Шестой. Седьмой. Аглая смотрела прямо перед собой. В окно желто-зелеными растопыренными листьями лезли клены, высокие, всклокоченные. Ни одной липы. Двадцатый.

— Двадцать четвертый. — Наташкин номер чиркнул по правой щеке запахом ромашкового шампуня.

— Двадцать пятый! Расчет окончен! — Даже голову ей поворачивать не доставалось. Аглая сделала шаг вперед, маленький, цыплячий. Тут же запрыгнула обратно в шеренгу.

— Веселей, ребята! «Мы верим твё-о-ордо в героев спо-о-о-р-р-рта!»[17] — заскандировала Надежда Петровна голосом предводителя майской демонстрации.

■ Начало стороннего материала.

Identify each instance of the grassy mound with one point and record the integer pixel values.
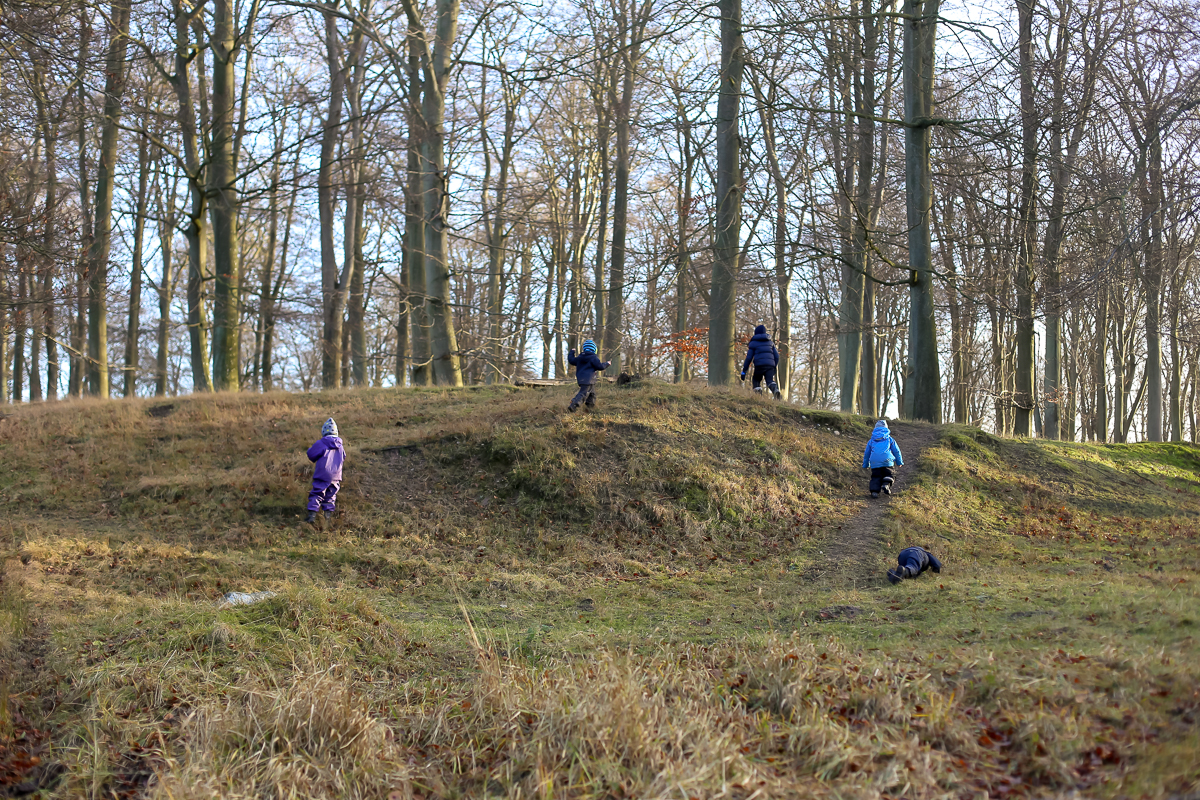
(520, 602)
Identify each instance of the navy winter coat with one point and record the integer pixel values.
(586, 365)
(761, 350)
(918, 559)
(882, 450)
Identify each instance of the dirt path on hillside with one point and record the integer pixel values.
(851, 555)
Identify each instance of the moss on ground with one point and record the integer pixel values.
(505, 581)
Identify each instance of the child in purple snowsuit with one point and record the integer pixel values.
(327, 455)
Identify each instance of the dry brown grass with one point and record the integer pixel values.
(790, 719)
(640, 577)
(310, 739)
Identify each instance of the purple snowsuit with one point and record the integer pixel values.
(328, 456)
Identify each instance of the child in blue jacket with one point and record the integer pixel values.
(587, 365)
(912, 561)
(762, 353)
(327, 455)
(882, 455)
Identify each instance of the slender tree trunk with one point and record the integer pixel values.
(923, 389)
(357, 310)
(683, 253)
(195, 233)
(726, 236)
(18, 331)
(4, 350)
(49, 241)
(222, 174)
(414, 224)
(1024, 400)
(603, 96)
(327, 198)
(493, 223)
(1101, 425)
(1153, 284)
(166, 288)
(139, 224)
(436, 199)
(615, 322)
(102, 218)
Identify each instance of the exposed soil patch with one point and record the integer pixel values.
(839, 612)
(850, 554)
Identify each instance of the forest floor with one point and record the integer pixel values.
(679, 594)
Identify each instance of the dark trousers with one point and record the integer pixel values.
(323, 495)
(765, 373)
(586, 395)
(910, 564)
(881, 475)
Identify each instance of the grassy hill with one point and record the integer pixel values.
(627, 603)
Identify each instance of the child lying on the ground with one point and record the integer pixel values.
(882, 455)
(913, 560)
(327, 456)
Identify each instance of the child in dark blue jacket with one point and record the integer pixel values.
(882, 455)
(765, 356)
(913, 560)
(587, 365)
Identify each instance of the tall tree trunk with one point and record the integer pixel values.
(268, 358)
(1024, 400)
(102, 218)
(1101, 423)
(327, 199)
(726, 236)
(166, 287)
(18, 330)
(139, 226)
(222, 174)
(357, 310)
(1152, 281)
(683, 217)
(414, 224)
(79, 325)
(49, 242)
(493, 224)
(603, 92)
(436, 199)
(613, 331)
(923, 389)
(197, 214)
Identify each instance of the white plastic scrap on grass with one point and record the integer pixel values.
(245, 597)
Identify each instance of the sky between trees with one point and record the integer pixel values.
(264, 194)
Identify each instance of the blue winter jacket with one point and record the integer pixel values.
(919, 559)
(586, 365)
(761, 350)
(882, 450)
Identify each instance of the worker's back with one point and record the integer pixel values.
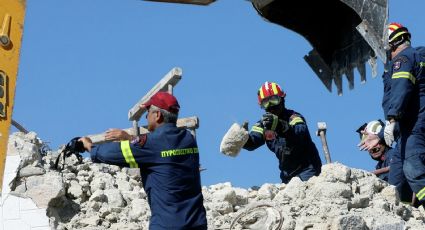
(169, 165)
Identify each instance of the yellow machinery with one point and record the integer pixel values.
(12, 13)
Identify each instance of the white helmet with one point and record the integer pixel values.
(374, 127)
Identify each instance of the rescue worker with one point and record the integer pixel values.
(286, 134)
(381, 152)
(404, 98)
(168, 159)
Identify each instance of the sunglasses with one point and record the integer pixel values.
(270, 101)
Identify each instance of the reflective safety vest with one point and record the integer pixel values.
(168, 159)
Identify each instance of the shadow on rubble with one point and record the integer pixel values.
(62, 209)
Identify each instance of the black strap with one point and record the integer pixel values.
(74, 147)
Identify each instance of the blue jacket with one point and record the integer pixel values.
(294, 148)
(407, 97)
(383, 163)
(168, 159)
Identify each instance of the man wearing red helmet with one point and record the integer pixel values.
(404, 108)
(168, 159)
(286, 134)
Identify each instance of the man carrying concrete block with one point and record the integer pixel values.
(168, 159)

Сочно хлопнула в ладоши. — Ра-а-азминка! Бег в хорошем темпе! Пять минут! — Замерла, обвела всех ободряющим, искрящимся взглядом, сложила губы трубочкой, поднесла ко рту трофейный свисток, вдохновенно дунула. Надежда Петровна свистела так же, как и жила: с чувством, звонко, пружинисто. Свистела она чуть дольше необходимого, парусами раздувая впалые щеки, проверяла жизненную емкость легких. Порядок! Четыре с половиной литра. — На-а-а-чи-и-ина-а-ай! — Надежда Петровна выплюнула свисток обратно на скудную грудь, принялась энергично, будто кривой рукояткой двигателя вырабатывая искру, крутить правой рукой от локтя, задавая бегущему первым Петьке ритм. — Давай, Петя! Давай! Держим ритм! Хорошо идешь. Равняться на Пивоварова! Не отставать! О тебе, Петр, сложат песни! В спорте нужно жить ярко! Ноги, какие ноги у Пивоварова! Гепар-р-рд! В прекрасном мире будущего у всех будут такие ноги!

С ногами Петьке повезло больше, чем с мозгами. Это был неоспоримый факт. Длинные, мускулистые, в коротких шортах с лампасами, они казались идеально пропорциональными, каку Электроника. И очень-очень ровными.

Надежда Петровна периодически останавливалась, три раза свистела и, крутя рукой, Магомаевым речитативом повторяла: «Мы верим твердо в героев спорта! Нам победа, как воздух, нужна…» Она б, пожалуй, даже запела, если бы чувствовала в себе талант к пению. Но такого, слава богу, у нее не имелось. Надежда Петровна считала, что каждый должен заниматься своим делом и не лезть куда не просят. «Мы хотим всем рекордам… Наши звонкие дать имена!» — хлопала она в ладоши. Глупее песни Аглая в жизни не слышала. Даже в тигров, послушно сидевших у ног Боярского, она верила больше, чем в этих мифических героев спорта с плаката на стене. «Мужеством, ловкостью, силой горды, — множим советских спортсменов ряды». Кто это хочет дать рекордам свои имена? Кто ряды эти множит? Аглая точно не хотела этого. Ни имен, ни рекордов, ни рядов. Петька вот, может, хотел, Аглая — нет.

Петькины гермесовы ноги шагали широко, три Аглаиных шага за один. Где-то к четвертому кругу он без усилий перегнал Аглаю на два круга, к седьмому — на четыре. Аглаины щеки кусались, лоб горел под обжигающим потом, в боку кололо. Черт с ними, с этими рекордами и рядами, главное — не окочуриться прямо в зале. Помрешь — со стыда потом сгоришь. Когда Надежда Петровна наконец засвистела во второй раз, еще громче, еще бодрее, Аглая, красная, клеклая, как маринованный помидор, затормозила, столом-книжкой сложилась пополам, уперлась ладонями в торчащие коленки, задышала по-собачьи. Сердце стучало везде и сразу.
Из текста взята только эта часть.